- README.md: this file.
- result.csv: The performance for different classifers and features. Measured in F1, Precision, Recall, Specificity, Accuracy, and AUC.
- utils.py: provides functions of (1) extracting 'closeness centrality' for graphs: get_closeness_centrality, (2) evaluating classification performance: evaluate, and (3) converting graphs of continuous weights to ajacency graphs: to_adjacency_G
- PAN.ipynb: creates PAN graphs and returns their graph properties
- LIONESS.ipynb: gets graph properties for LIONESS graphs returned by pypanda (https://github.com/davidvi/pypanda)
- PPI.ipynb: creates PPI graphs and returns their graph properties
- classification.ipynb: provides two classifers, SVM and LogisticRegression, with gene expression and graph propeties as features.

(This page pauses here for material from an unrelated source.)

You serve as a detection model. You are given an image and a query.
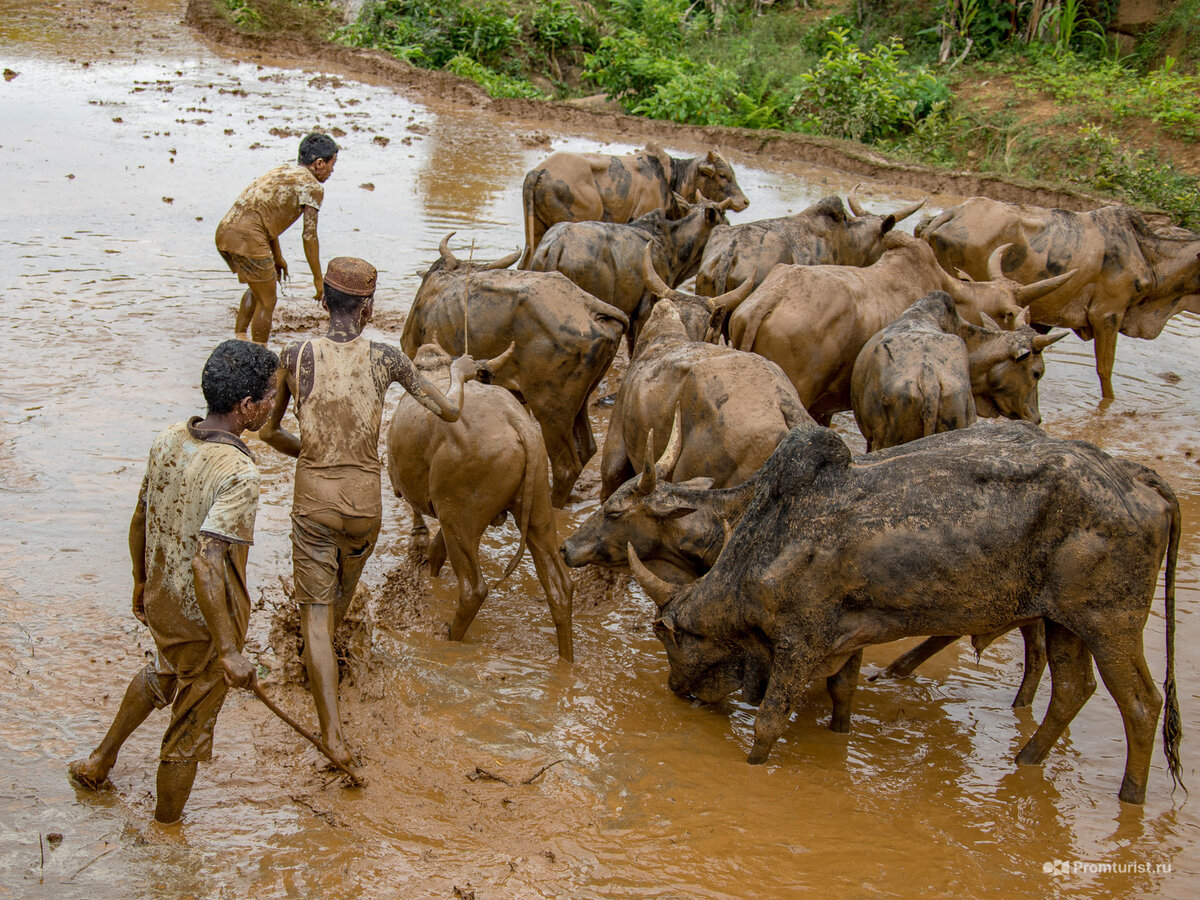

- PAN.html, LIONESS.html, PPI.html, and classification.html: html files for PAN.ipynb, LIONESS.ipynb, PPI.ipynb, and classification.ipynb, respectively.
- UK207.csv: UK207 dataset. Other two datasets will be provided upon request.
- hgncToKEGG.csv, hgncToDO.csv, hgncToHPO.csv: 3 ontologies.
- COMBINED.DEFAULT_NETWORKS.BP_COMBINING.txt: gene interaction, from GeneMania (http://genemania.org/data/current/Rattus_norvegicus.COMBINED/)
- ENST-ENSG-HGNC-GO-kegg-map.csv: map ensembl_gene_id in COMBINED.DEFAULT_NETWORKS.BP_COMBINING.txt to hgnc_symbol in gene expression datasets.
- Install pypanda, https://github.com/davidvi/pypanda. This creates LIONESS graphs.
- Install sklearn: pip install scikit-learn
- Install networkx: pip install networkx
Running
PAN.ipynb
This returns
- Top genes selected by VarianceThreshold, saved in output_data/top_genes.txt
- Gene expression for the top genes and its label, saved in output_data/gene_condition.csv.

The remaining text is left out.